Protein phosphorylation is a reversible post-translational modification of proteins in which an amino acid residue is phosphorylated by a protein kinase by the addition of a covalently bound phosphate group. Phosphorylation alters the structural conformation of a protein, causing it to become activated, deactivated, or otherwise modifying its function. Approximately 13,000 human proteins have sites that are phosphorylated.

The reverse reaction of phosphorylation is called dephosphorylation, and is catalyzed by protein phosphatases. Protein kinases and phosphatases work independently and in a balance to regulate the function of proteins.

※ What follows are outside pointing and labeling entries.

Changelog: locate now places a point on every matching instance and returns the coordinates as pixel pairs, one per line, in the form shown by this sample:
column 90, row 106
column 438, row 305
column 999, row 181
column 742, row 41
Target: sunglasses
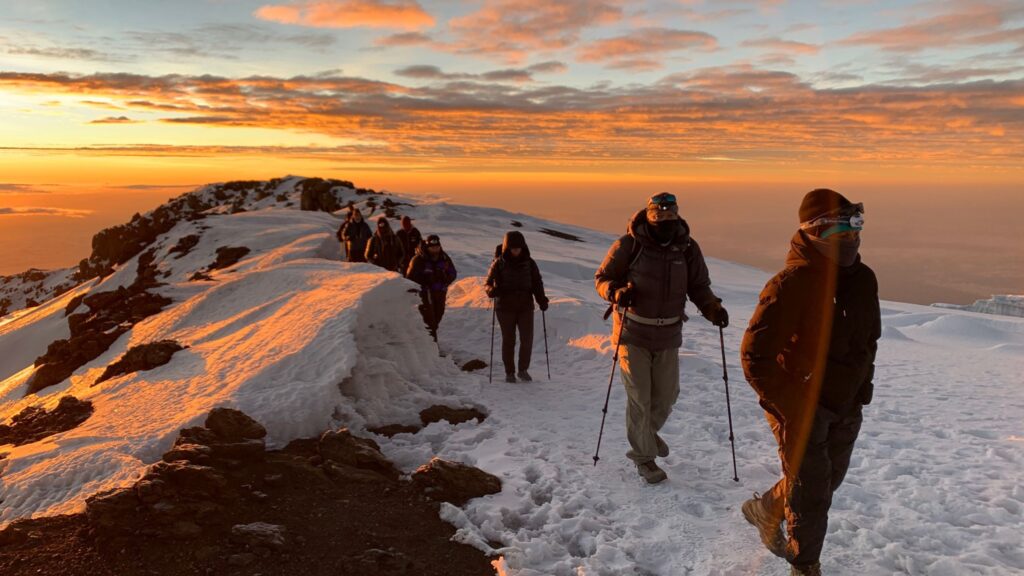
column 852, row 215
column 664, row 200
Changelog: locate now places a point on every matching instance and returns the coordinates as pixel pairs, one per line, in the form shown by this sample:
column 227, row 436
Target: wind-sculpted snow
column 303, row 342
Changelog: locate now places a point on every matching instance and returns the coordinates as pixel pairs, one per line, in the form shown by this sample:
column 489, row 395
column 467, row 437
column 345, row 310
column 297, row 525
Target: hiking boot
column 663, row 448
column 651, row 472
column 808, row 570
column 769, row 528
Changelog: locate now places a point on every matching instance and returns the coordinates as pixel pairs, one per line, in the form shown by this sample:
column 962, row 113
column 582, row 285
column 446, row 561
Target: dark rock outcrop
column 342, row 448
column 453, row 415
column 143, row 357
column 35, row 423
column 454, row 482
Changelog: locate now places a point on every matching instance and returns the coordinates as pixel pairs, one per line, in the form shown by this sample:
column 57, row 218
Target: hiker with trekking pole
column 514, row 282
column 647, row 276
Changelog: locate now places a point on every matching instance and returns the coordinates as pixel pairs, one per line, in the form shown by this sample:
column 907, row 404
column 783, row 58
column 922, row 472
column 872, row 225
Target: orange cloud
column 512, row 29
column 407, row 14
column 635, row 50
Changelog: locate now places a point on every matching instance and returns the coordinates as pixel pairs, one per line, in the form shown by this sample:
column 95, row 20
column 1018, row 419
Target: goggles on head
column 852, row 216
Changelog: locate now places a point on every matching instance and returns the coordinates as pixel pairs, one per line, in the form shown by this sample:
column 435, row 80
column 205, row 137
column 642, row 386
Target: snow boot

The amino acids most commonly phosphorylated are serine, threonine, tyrosine, and histidine. These phosphorylations play important and well-characterized roles in signaling pathways and metabolism. However, other amino acids can also be phosphorylated post-translationally, including arginine, lysine, aspartic acid, glutamic acid and cysteine, and these phosphorylated amino acids have been identified to be present in human cell extracts and fixed human cells using a combination of antibody-based analysis (for pHis) and mass spectrometry (for all other amino acids).

Protein phosphorylation was first reported in 1906 by Phoebus Levene at the Rockefeller Institute for Medical Research with the discovery of phosphorylated vitellin. However, it was nearly 50 years until the enzymatic phosphorylation of proteins by protein kinases was discovered.